Maya Jasanoff (Owen Egan)

Harvard University history professor Maya Jasanoff has won the $75,000 (U.S.) Cundill History Prize for her book The Dawn Watch: Joseph Conrad in a Global World. Jasanoff brings a personal perspective to the biography by retracing many of Conrad’s travels, including sailing from East Asia to Europe on a cargo ship and travelling 1,000 miles down the Congo River.

Jasanoff was named the winner of the world’s largest prize for historical non-fiction writing, administered by McGill University in honour of alumnus F. Peter Cundill, at a gala presentation at the Montreal Museum of Fine Arts. During the announcement, jury chair Mark Gilbert cited her “remarkable research, an eye for telling detail, a roving spirit similar to Conrad’s own, and a gift for historical narrative.”

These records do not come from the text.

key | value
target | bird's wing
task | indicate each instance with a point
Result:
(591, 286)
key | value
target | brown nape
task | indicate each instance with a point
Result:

The other finalists, Caroline Fraser for her biography, Prairie Fires: The American Dreams of Laura Ingalls Wilder, and Sam White for his book on how climate shaped the European colonization of North America, A Cold Welcome: The Little Ice Age and Europe’s Encounter with North America, each received $10,000 (U.S.).

“This book, more than my previous books, was experimental in the way I was telling the story and it was self-consciously literary,” Jasanoff told the Montreal Gazette. “And I thought that might make it unpalatable to my peers in the field. So it’s pretty great to find that history has a place for rule-bending.”